To test this hypothesis in antiproliferation assays, the drug paclitaxel is conjugated to pHLIP via an ester-disulfide linkage on its C2’ OH (Figure 4b and Scheme S2). Since attachment at this site would interfere with paclitaxel binding to tubulin,^[27] a traceless linker is constructed following known methods^[28] in which upon cleavage of the disulfide bond in cells, the resulting linker SH group would cyclize onto the paclitaxel C2’ ester carbonyl to release the cargo exactly as paclitaxel (Figure 4b). This trace-less linker strategy was tested in a chemical cleavage assay by incubating WT pHLIP-paclitaxel (4 μM) with glutathione (11 mM) in DPBS buffer (pH 7.6). Cargo release was monitored with HPLC, which showed that within 2 hr up to 90% of paclitaxel cargos were released as the free drug (Figure S4). In the growth inhibition assay, A549 cells were treated with WT or Asp14Gla/Asp25Aad pHLIP-paclitaxel (0.5 μM, 30 min) at the simulated tumor pH of 6.6-6.7 (pH measured before and after experiment) or the healthy tissue pH of 7.4. The results of these experiments are shown in Figure 4b. At pH 6.6, the double variant has decisive advantage over WT pHLIP in delivering paclitaxel into the cell, both in terms of absolute amount delivered (thus leading to more growth inhibition) and pH-dependence. Interestingly, even WT pHLIP-paclitaxel can inhibit cell growth as well as free drug but the pH-dependence is largely absent. On the other hand, Asp14Gla/Asp25Aad pHLIP-paclitaxel can inhibit cell growth to a greater extent than free drug (74% vs. 37% growth inhibition) at pH 6.6 and its anti-proliferative effects are very pH sensitive: 74% inhibition at pH 6.6 vs. 56% at pH 7.4.
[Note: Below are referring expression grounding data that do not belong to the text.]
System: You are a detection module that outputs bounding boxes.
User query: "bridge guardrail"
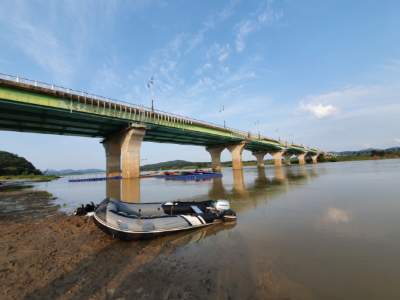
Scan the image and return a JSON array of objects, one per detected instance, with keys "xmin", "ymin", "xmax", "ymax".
[{"xmin": 0, "ymin": 73, "xmax": 312, "ymax": 151}]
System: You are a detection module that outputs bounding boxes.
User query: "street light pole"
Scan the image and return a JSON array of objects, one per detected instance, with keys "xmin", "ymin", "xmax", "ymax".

In summary, to find pHLIP variants with improved insertion properties for drug delivery at tumor average pH_e of 6.8, we carried out a SAR study in which the D14 and D25 residues critical for insertion were modified. Here we report the discovery of variants D25EE, Asp25Aad, and Asp14Gla/Asp25Aad, which insert with pH₅₀ of 6.60, 6.74, and 6.79, respectively. These three variants insert into POPC membrane at higher pH than all previously known pHLIP peptides. Thus, they may insert more effectively at the tumor pH_e range of 6.5-7.0, with the potential to deliver more drugs into the cytoplasm of cancer cells via plasmamembrane insertion. To reduce pHLIP-mediated drug delivery at neutral pH (which may lead to off-target effects in healthy tissues), insertion over a narrow pH range is desirable. To this end, we found that the Asp14Gla variant can insert into membrane with the sharpest pH-response observed so far for a pHLIP peptide — over half pH unit vs. one pH unit for WT. This Asp14Gla variant may improve pHLIP-based tumor imaging by reducing background signals. Thus, adding carboxyl group to the 14^th position side-chain can sharpen the pH-response while lengthening the side-chain at position 25 can raise the pH₅₀ of insertion. The Asp14Gla/Asp25Aad double variant shows that these effects are independent of each other and can be used additively to tune for desired pHLIP insertion properties. Further, the successful introduction of additional carboxyl groups in the TM region, as in D25EE and Asp14Gla, may also improve pHLIP solubility and reduce aggregation, which are parameters critical for future applications. In addition, we showed that the double variant Asp14Gla/Asp25Aad has considerble advantage over WT pHLIP in cargo delivery at true tumor pH_e of 6.6, as demonstrated with turn-on fluorescence assays and anti-proliferation studies in A549 cells using paclitaxel as a model drug.

Experimental Section

Details of the sequences of pHLIP variants (and their characterization by mass spectrometry), synthetic derivatizations that led to D25C-2C and D25C-3C variants, capping of C-terminal Lys and Cys side-chains of D14E and D25E variants, syntheses of WT and Asp14Gla/Asp25Aad pHLIP turn-on fluorescence probes and pHLIP-paclitaxel conjugates, paclitaxel cargo release test, Trp fluorescence experiments, CD measurements, liposome preparation, cell culture (materials, instruments and cell line), turn-on fluorescence and anti-proliferation assays with A549 cells, can be found in the Supporting Information.